You are viewing a plain text version of this content. The canonical link for it is here.
Posted to issues@tez.apache.org by "Ming Ma (JIRA)" <ji...@apache.org> on 2016/11/04 19:06:58 UTC
[jira] [Commented] (TEZ-2442) Support DFS based shuffle in addition to HTTP shuffle

    [ https://issues.apache.org/jira/browse/TEZ-2442?page=com.atlassian.jira.plugin.system.issuetabpanels:comment-tabpanel&focusedCommentId=15637351#comment-15637351 ] 

Ming Ma commented on TEZ-2442:
------------------------------

Nice work.

bq. The doc mentioned "For skewed intermediate output, reducers can start early instead of waiting for downloading the entire output"
Is it similar to slow start in the existing shuffle?

bq. In reality we can put intermediate data in an HDFS which replication factor of one, and the error heuristic should be exactly the same as "persisted” edge
This depends on how you set up the cluster, if compute clusters are separated from HDFS clusters, then failed mapper node doesn’t necessarily requires rerun of mappers.

bq. Cleanup of intermediate shuffle files
What will happen if app master is stopped via kill -9 without giving it a chance to clean up? In the current shuffle, YARN node manager takes care of that as it knows the app is gone and can clean up the app’s directory that stores the local shuffle data.

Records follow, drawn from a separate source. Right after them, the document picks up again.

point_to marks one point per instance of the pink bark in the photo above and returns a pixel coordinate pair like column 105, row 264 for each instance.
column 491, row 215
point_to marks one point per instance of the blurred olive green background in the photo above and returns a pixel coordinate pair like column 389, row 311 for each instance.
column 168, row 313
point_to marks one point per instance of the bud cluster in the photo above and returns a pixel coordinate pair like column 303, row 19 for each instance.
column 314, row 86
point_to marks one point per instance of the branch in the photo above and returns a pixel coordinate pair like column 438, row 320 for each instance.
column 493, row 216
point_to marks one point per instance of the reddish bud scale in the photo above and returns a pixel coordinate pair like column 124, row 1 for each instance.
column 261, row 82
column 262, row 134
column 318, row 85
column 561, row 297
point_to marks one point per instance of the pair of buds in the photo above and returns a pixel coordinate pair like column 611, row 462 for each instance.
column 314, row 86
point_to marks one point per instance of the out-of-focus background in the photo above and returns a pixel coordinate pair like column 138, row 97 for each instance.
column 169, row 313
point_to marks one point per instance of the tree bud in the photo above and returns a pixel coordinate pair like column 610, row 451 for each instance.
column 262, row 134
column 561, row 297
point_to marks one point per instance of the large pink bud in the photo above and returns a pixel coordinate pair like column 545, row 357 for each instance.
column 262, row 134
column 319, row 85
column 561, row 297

> Support DFS based shuffle in addition to HTTP shuffle
> -----------------------------------------------------
>
>                 Key: TEZ-2442
>                 URL: https://issues.apache.org/jira/browse/TEZ-2442
>             Project: Apache Tez
>          Issue Type: Improvement
>    Affects Versions: 0.5.3
>            Reporter: Kannan Rajah
>            Assignee: shanyu zhao
>         Attachments: FS_based_shuffle_v2.pdf, Tez Shuffle using DFS.pdf, hdfs_broadcast_hack.txt, tez-2442-trunk.2.patch, tez-2442-trunk.3.patch, tez-2442-trunk.4.patch, tez-2442-trunk.5.patch, tez-2442-trunk.patch, tez_hdfs_shuffle.patch
>
>
> In Tez, Shuffle is a mechanism by which intermediate data can be shared between stages. Shuffle data is written to local disk and fetched from any remote node using HTTP. A DFS like MapR file system can support writing this shuffle data directly to its DFS using a notion of local volumes and retrieve it using HDFS API from remote node. The current Shuffle implementation assumes local data can only be managed by LocalFileSystem. So it uses RawLocalFileSystem and LocalDirAllocator. If we can remove this assumption and introduce an abstraction to manage local disks, then we can reuse most of the shuffle logic (store, sort) and inject a HDFS API based retrieval instead of HTTP.



--
This message was sent by Atlassian JIRA
(v6.3.4#6332)